Et tout d’abord l’action de l’assignat est incontestable. À mesure que l’assignat baisse, le prix des denrées, quoique d’un mouvement beaucoup moins rapide, doit hausser. Lecointre allègue, il est vrai, que la somme des assignats émis ne dépasse guère la somme du numéraire, augmentée des billets de la caisse d’escompte, qui circulait en 1788, et qu’il n’y a donc pas surabondance du signe. Mais d’abord il n’est nullement démontré que la monnaie de métal a disparu ; elle s’est immobilisée, elle a été réduite peu à peu à une sorte d’inaction monétaire, par la monnaie de papier ; mais elle subsiste toujours prête à agir, et ainsi la quantité du signe disponible est doublée. En second lieu, le mouvement d’émission à peu près continu auquel est condamnée la Révolution, en enlevant aux assignats toute limite un peu stable, semble leur enlever, en effet, toute limite. On ne sait pas s’il n’y aura pas demain une émission nouvelle, si la valeur de l’assignat ne baissera pas encore et, naturellement, les détenteurs de marchandises se couvrent, par la hausse de leurs prix, contre les risques de dépréciation que l’assignat reçu par eux en paiement aura à courir. De là, une tension fébrile et maladive des cours.
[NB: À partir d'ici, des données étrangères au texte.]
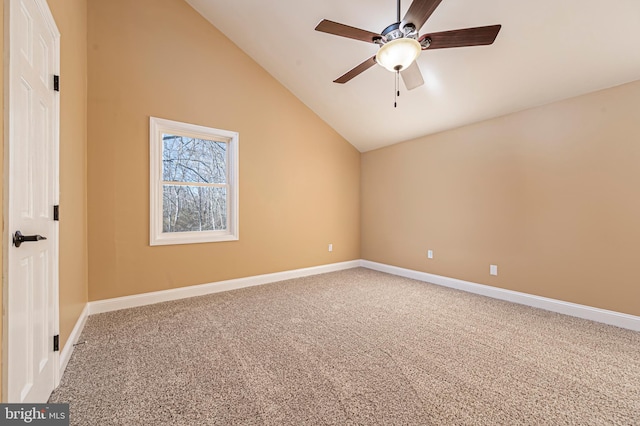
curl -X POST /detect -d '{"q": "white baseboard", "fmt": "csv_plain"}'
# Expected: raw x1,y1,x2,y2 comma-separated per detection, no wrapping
56,303,89,386
89,260,361,315
361,260,640,331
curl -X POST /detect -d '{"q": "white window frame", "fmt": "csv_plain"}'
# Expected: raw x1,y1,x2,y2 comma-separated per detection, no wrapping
149,117,240,246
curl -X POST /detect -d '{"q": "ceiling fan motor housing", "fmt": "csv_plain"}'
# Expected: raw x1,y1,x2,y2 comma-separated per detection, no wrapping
374,22,418,44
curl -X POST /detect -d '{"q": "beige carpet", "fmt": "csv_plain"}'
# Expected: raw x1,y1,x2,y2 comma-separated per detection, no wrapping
51,268,640,425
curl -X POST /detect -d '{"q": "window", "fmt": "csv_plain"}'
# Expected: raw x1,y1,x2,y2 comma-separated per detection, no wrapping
149,117,238,246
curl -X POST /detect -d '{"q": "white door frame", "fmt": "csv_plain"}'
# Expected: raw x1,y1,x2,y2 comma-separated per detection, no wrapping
0,0,60,402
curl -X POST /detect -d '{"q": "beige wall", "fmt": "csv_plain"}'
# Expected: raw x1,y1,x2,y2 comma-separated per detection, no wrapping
47,0,88,347
0,0,88,400
88,0,360,300
361,81,640,315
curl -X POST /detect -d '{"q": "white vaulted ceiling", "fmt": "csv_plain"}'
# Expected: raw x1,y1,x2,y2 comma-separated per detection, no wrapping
182,0,640,152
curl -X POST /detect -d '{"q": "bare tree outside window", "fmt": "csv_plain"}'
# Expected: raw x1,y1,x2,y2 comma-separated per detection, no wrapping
162,134,228,232
149,117,240,246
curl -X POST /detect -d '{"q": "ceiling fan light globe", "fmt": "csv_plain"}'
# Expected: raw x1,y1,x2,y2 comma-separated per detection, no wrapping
376,38,422,72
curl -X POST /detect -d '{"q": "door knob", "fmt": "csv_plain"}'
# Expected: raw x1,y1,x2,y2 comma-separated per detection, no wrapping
13,231,47,247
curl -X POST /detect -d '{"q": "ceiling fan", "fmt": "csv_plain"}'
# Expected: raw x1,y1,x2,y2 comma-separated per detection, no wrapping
316,0,501,90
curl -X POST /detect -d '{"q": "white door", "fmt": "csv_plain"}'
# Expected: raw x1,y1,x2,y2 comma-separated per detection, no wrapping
5,0,59,403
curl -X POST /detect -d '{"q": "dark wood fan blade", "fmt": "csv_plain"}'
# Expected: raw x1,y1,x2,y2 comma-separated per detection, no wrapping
402,0,442,31
333,56,376,84
316,19,381,43
420,25,502,50
400,61,424,90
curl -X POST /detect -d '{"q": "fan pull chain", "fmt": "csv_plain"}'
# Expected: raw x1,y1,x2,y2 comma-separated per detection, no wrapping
393,71,400,108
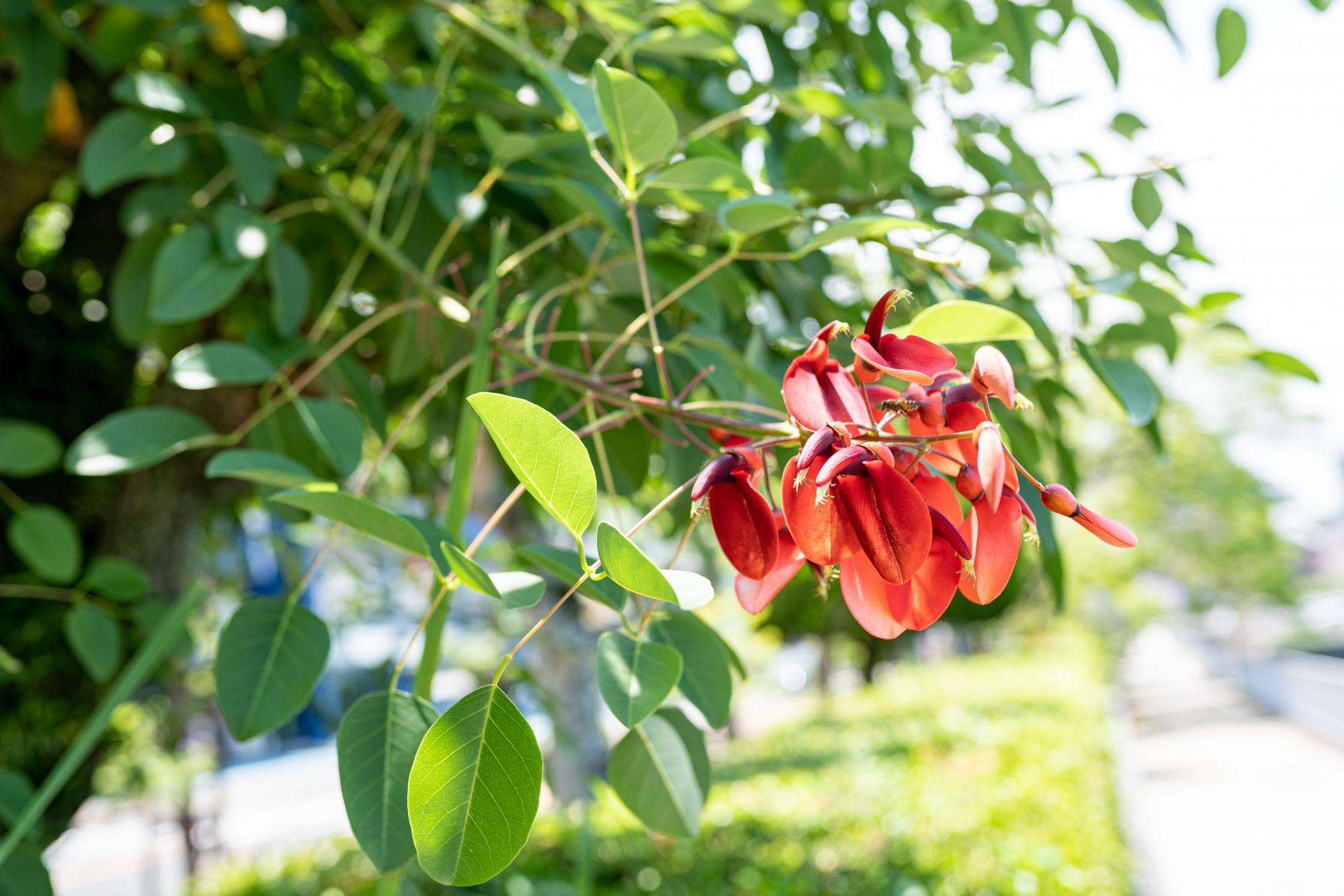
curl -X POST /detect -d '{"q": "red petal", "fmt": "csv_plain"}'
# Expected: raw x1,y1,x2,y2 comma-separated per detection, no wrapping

De là, dans tout l’édifice économique, fondé sur des prévisions et des craintes, je ne sais quoi de factice et d’inquiétant. Et précisément parce que le blé est une denrée de première nécessité, précisément parce que cette denrée n’est pas exposée, comme les objets de luxe, aux vicissitudes des modes ou aux révolutions des rapports sociaux, son prix s’élève en proportion même de sa solidité.

Le blé est comme une valeur de premier ordre et de tout repos, à échanger contre des valeurs incertaines et dont la limite de décroissance n’est pas connue. Quoi d’étonnant que les propriétaires resserrent leur marchandise ou ne la livrent qu’à très haut prix !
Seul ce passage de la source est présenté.